Here's the pip installs for thefuck from PyPI for October 2021:
category | percent | downloads |
---|---|---|
3.8 | 31.04% | 1,950 |
3.9 | 26.97% | 1,694 |
null | 25.74% | 1,617 |
3.6 | 5.46% | 343 |
3.10 | 3.82% | 240 |
3.7 | 3.77% | 237 |
2.7 | 2.34% | 147 |
3.5 | 0.65% | 41 |
3.4 | 0.19% | 12 |
3.11 | 0.02% | 1 |
Total | 6,282 |
Source: pip install -U pypistats && pypistats python_minor thefuck --last-month
Should this be rolled into a python 2 deprecation cycle - which I think has been mooted before? I'd be much more in favour of working on removing python 2 support, especially since this change hasn't bought us much apart from no longer testing on python 3.5?
Dropping Python 2 is a good idea, it's been EOL for 2 years now.
I'd probably merge this first, because dropping 2.7 will be a bigger diff, so reviewing two PRs will be easier.
Python 3.6 is also now EOL, I'd recommend dropping that too.
This is also a breaking change; normally you'd give some notice in a prior release, and probably bump the major version too.
In my experience, whilst many projects do bump major versions when dropping EOL versions (and I usually do too), modern pip and packaging means people can upgrade without things suddenly breaking.
This PR adds the necessary metadata for pip:
python_requires='>=2.7, !=3.0.*, !=3.1.*, !=3.2.*, !=3.3.*, !=3.4.*, !=3.5.*',
This tells pip to only install this package for Python 2.7 and 3.6+.
People with Python 3.5 will stay on their current version.
I rarely see projects giving notice of dropping EOL Python versions. They're no longer receiving security updates (or any updates) from the core Python team.
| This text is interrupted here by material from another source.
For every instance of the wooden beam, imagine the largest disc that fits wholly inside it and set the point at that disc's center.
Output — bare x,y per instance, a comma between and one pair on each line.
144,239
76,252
When you have the above metadata, upgrades go smoothly so no need to pre-announce.
But of course no problem if you prefer to give notice :)
And good timing :) The votes on this poll are currently pretty close over whether a major bump is needed. Interesting replies too.
https://twitter.com/nedbat/status/1476539511060447235
Maybe when they drop python 2 support then? 😀
I'm in favor of it if we're talking about stating that we won't support Python 2 moving forward and removing it from the workflow and from setup.py
.
But I think we should stop there. Maybe remove occurrences of six
, or try/import/except
or sys.version*
or similar stuff. I don't see value in going over every single piece of the code and changing everything that was written to support 2 and 3 just for the sake of it.
Sounds good! Shall I include it here?
(By the way, https://github.com/asottile/pyupgrade/ is a really useful automated tool for upgrading syntax of an entire codebase.)
Closing this year old PR due to lack of interest, but happy to re-open if wanted.